Cependant, dans le rapport de 2024, ces critiques disparaissent. Au contraire, le rapport mets en avant l’amélioration des outils de pharmacovigilance. 

Pis encore, le terme « effets secondaires » apparait une seule fois dans ce rapport contre 9 dans le premier rapport. Le rapport lui préfère le terme « d’évènements indésirables ».

Face à cette « invisibilisation » des victimes d’effets secondaires, réinformer sur leurs droits parait plus que nécessaire.

Quelles victimes peuvent demander une indemnisation pour effets secondaires ?

Toutes victimes d’effets secondaires, graves ou légers, résultant d’un vaccin contre la covid-19 peut saisir l’ONIAM (Office National d’Indemnisation des Accidents Médicaux).

il s’agit d’une procédure amiable réalisée par des médecins experts.

Ce dispositif permet une réparation intégrale des préjudices, sans avoir à démontrer une faute médicale, au titre de la solidarité nationale.

L’ONIAM agit dans un esprit de solidarité nationale, et indemnise au titre de l’indemnisation des accidents médicaux sans faute, conformément à l’article L. 3111-9 du Code de la santé publique. Vous n’avez donc pas à prouver une négligence du professionnel de santé.

La demande d’indemnisation des effets secondaires du vaccin contre la Covid auprès de l’ONIAM constitue une voie pour obtenir une réparation intégrale de vos préjudices.

Il s’agit d’une procédure amiable qui tente d’indemniser plus facilement les victimes

Vous pouvez vous faire assister par un avocat ou une association d’aide aux patients pour constituer un dossier solide.

Comment saisir l’ONIAM d’une demande d’indemnisation liée aux effets secondaires du vaccin contre la Covid-19 ?

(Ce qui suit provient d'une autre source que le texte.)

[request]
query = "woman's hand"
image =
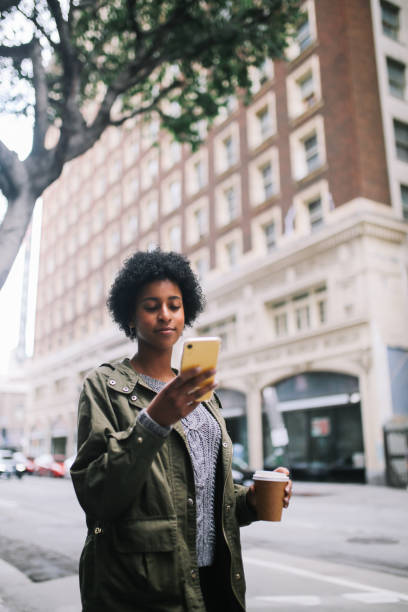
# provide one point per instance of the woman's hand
(251, 496)
(181, 396)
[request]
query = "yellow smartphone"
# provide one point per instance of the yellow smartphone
(203, 353)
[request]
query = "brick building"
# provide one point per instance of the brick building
(294, 214)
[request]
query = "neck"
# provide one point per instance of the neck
(157, 365)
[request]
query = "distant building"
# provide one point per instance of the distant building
(294, 214)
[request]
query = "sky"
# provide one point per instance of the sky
(16, 134)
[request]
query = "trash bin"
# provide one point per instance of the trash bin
(396, 451)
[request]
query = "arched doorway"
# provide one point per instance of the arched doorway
(321, 415)
(234, 413)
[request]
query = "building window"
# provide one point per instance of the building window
(390, 19)
(315, 214)
(281, 324)
(396, 78)
(267, 180)
(152, 211)
(303, 35)
(229, 151)
(201, 266)
(302, 316)
(404, 200)
(200, 222)
(199, 174)
(307, 90)
(322, 311)
(175, 194)
(175, 151)
(153, 169)
(265, 123)
(175, 238)
(401, 139)
(232, 253)
(270, 236)
(311, 150)
(232, 204)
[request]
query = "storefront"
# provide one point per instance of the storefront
(234, 413)
(312, 423)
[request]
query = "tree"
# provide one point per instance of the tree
(178, 59)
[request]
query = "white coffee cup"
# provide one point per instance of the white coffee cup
(270, 491)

Toute victime peut, même sans avocat, saisir l’ONIAM pour demander l’indemnisation des conséquences dommageables causés par le vaccin.

Rappel du rôle de l’ONIAM

Créé par la loi du 4 mars 2002, l’ONIAM est chargé d’indemniser, dans certaines conditions, les victimes d’accidents médicaux, notamment :

  • Lorsqu’il n’y a ni faute médicale, ni responsabilité d’un tiers clairement établie,
  • Ou lorsqu’il s’agit d’accidents médical liés à une vaccination obligatoire ou organisée par l’État.

L’ONIAM instruit les dossiers en procédure amiable, sans audience ni procès, et verse une réparation intégrale du préjudice si les conditions sont remplies.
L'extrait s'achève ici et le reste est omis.